# arboreal viv perches



## ObsessedWithSerpents (Sep 2, 2009)

hey guys I was wondering if there is any way you can connect bamboo from 1 end of the viv to the other.whether that be suction cup, magnets or whatever to create perches

Thanks:flrt:


----------



## joffy (Feb 14, 2008)

I've seen pics where someone had cut a milk bottle lid in half and siliconed them to the glass sides and slotted the bamboo ends in.

I just use fake bendy vines. They can bend to any shape and are long enough to wedge against each side or wrap around branches etc so it's sturdy. Also looks more natural.

I like the lucky reptile ones and so does my gecko, he never off them!


----------



## Guest (Sep 23, 2009)

ObsessedWithSerpents said:


> hey guys I was wondering if there is any way you can connect bamboo from 1 end of the viv to the other.whether that be suction cup, magnets or whatever to create perches
> 
> Thanks:flrt:


You can get some sort of clear dish or lid and cut it in half, then stick one half at either ends, so that the cut bit is facing upwards. then you can easily remove the bamboo, lots of people use them for tree boas  just make sure you sand the edges to make them blunt


----------



## smileybones (Jan 16, 2007)

I'm glad this subject came up as I am looking to do the same for my cresties in their exo terra's.

Has anyone got some pictures of how they did it? I may be being dim, but I can't picture it.
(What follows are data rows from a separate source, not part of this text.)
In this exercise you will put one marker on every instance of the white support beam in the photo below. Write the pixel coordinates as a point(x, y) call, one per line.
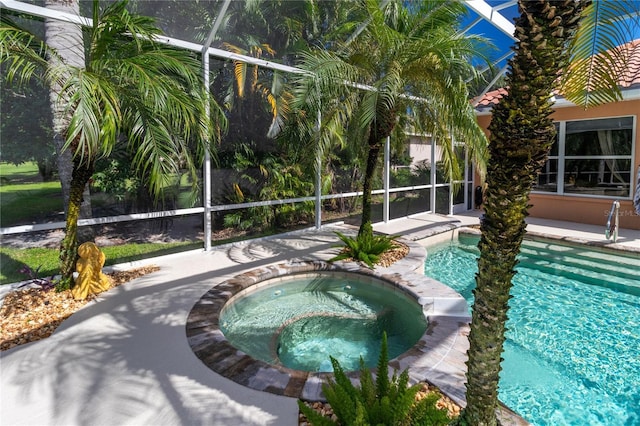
point(492, 15)
point(43, 12)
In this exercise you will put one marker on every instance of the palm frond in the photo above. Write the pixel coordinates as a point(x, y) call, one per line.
point(599, 55)
point(23, 53)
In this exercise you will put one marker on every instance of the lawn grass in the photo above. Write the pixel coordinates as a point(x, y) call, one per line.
point(45, 260)
point(24, 198)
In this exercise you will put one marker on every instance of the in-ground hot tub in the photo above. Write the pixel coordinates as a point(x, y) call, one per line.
point(418, 296)
point(300, 320)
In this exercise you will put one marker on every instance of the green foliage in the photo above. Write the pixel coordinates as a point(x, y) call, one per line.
point(263, 176)
point(24, 198)
point(383, 401)
point(365, 247)
point(115, 177)
point(45, 260)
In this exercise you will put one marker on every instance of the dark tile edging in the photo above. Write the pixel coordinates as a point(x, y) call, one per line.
point(216, 352)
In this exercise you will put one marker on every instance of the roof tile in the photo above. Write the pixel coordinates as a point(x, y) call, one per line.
point(629, 78)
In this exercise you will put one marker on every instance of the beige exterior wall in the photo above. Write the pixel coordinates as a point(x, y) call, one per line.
point(586, 209)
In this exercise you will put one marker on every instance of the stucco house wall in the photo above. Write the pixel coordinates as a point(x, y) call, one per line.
point(585, 209)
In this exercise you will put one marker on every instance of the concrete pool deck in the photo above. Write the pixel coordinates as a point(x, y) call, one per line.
point(125, 358)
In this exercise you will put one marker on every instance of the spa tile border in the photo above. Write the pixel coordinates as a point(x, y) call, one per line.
point(442, 346)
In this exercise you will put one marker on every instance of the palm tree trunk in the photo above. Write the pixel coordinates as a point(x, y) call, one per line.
point(69, 246)
point(367, 187)
point(522, 133)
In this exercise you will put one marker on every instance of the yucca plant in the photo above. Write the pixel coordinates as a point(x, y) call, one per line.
point(365, 247)
point(377, 401)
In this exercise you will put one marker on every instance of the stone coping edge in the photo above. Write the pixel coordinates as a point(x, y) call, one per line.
point(210, 345)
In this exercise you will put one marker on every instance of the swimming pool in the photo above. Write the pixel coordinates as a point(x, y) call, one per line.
point(572, 354)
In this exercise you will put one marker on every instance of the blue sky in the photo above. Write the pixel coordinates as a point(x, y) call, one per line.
point(504, 42)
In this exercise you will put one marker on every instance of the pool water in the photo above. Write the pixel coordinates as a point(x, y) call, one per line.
point(572, 354)
point(301, 322)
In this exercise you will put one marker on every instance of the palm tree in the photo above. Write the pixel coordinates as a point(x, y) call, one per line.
point(522, 132)
point(387, 50)
point(129, 89)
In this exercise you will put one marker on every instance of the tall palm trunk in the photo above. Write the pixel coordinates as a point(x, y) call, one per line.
point(69, 248)
point(66, 39)
point(367, 186)
point(522, 133)
point(380, 130)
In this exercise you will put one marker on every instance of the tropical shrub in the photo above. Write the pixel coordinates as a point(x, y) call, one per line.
point(365, 247)
point(379, 401)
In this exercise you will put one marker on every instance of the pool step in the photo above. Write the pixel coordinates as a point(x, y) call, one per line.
point(600, 268)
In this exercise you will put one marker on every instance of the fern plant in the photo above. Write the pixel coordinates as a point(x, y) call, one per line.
point(366, 247)
point(379, 401)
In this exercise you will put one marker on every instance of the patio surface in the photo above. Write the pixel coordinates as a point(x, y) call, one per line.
point(125, 358)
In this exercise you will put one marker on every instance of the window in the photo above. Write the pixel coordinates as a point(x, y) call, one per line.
point(590, 157)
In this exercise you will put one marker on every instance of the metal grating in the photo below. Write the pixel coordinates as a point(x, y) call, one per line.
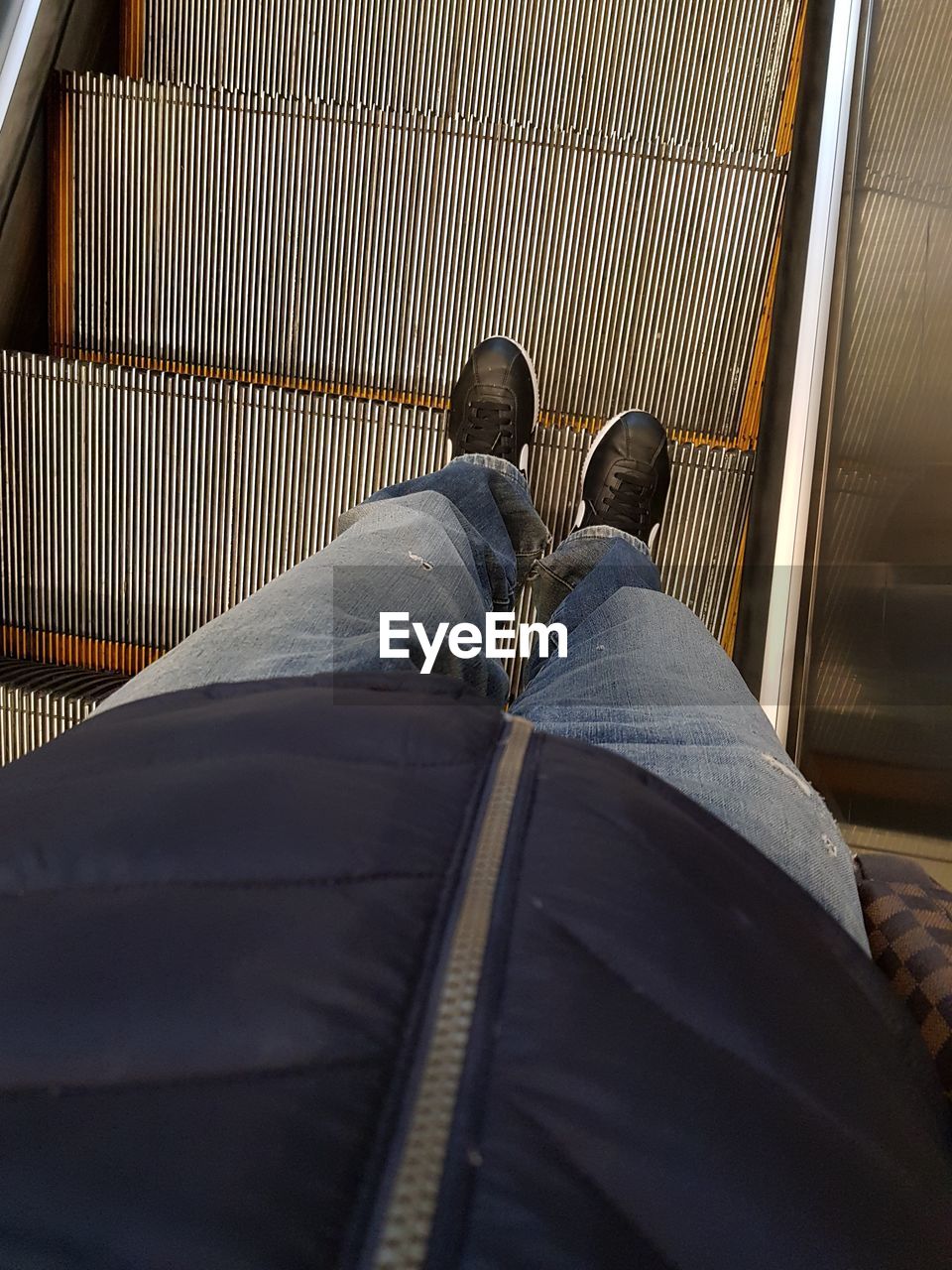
point(636, 67)
point(39, 702)
point(141, 504)
point(362, 250)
Also, another silly question, but is silicon easily removed if necessary?


----------



## Morgan Freeman (Jan 14, 2009)

Use something on the sides to insert the bamboo in. Tree fern or coco panels for example.


----------



## ObsessedWithSerpents (Sep 2, 2009)

thanks guys i was looking into getting an amazon tree boa or gree tree python and i thought it would be good to put perches at different heights for a good temperature gradient within an exo-terra. i think the easiest option will be to silicon some coco panels and insert the bamboo but i dont know whether they would cause any mites problems for a snake. Anyone know?


----------



## xautomaticflowersx (Sep 7, 2009)

For holding large horizontal bamboo perches for my day gecko I just made a 'U' shape of silicone on the glass on the inside, waited for it to dry and then put the bamboo into place. And yes, you can remove silicone by using a razor blade.


----------



## bomb (Nov 13, 2007)

The coco panels wouldn't cause mite problems unless the Snake already has mites. I'd stay away from Bamboo though there was a debate in the Chondro community a few years back regarding Bamboo rotting when kept under constant high humidity.


----------



## ObsessedWithSerpents (Sep 2, 2009)

bomb said:


> The coco panels wouldn't cause mite problems unless the Snake already has mites. I'd stay away from Bamboo though there was a debate in the Chondro community a few years back regarding Bamboo rotting when kept under constant high humidity.


 

ok then what would be better. i saw on youtube someone had see through glass perches for his amazon tree boa but i just thought the bamboo would look better in among all the foliage. would some sort of piping be ok and if yes what?


----------



## bomb (Nov 13, 2007)

Piping is fine. I use Cork branches myself they tend to be more expensive than other options but look alot better especially in a rainforest style viv.


----------



## Morgan Freeman (Jan 14, 2009)

Get some pvc pipe and cover it? With eco earth/silcone perhaps.


----------



## naja-naja (Aug 26, 2009)

you could make a U shape with a thick line of silicone and slot a branch into it.


----------



## ObsessedWithSerpents (Sep 2, 2009)

if i did the U shape with silicone would the branch be removeable when cleaning etc.


----------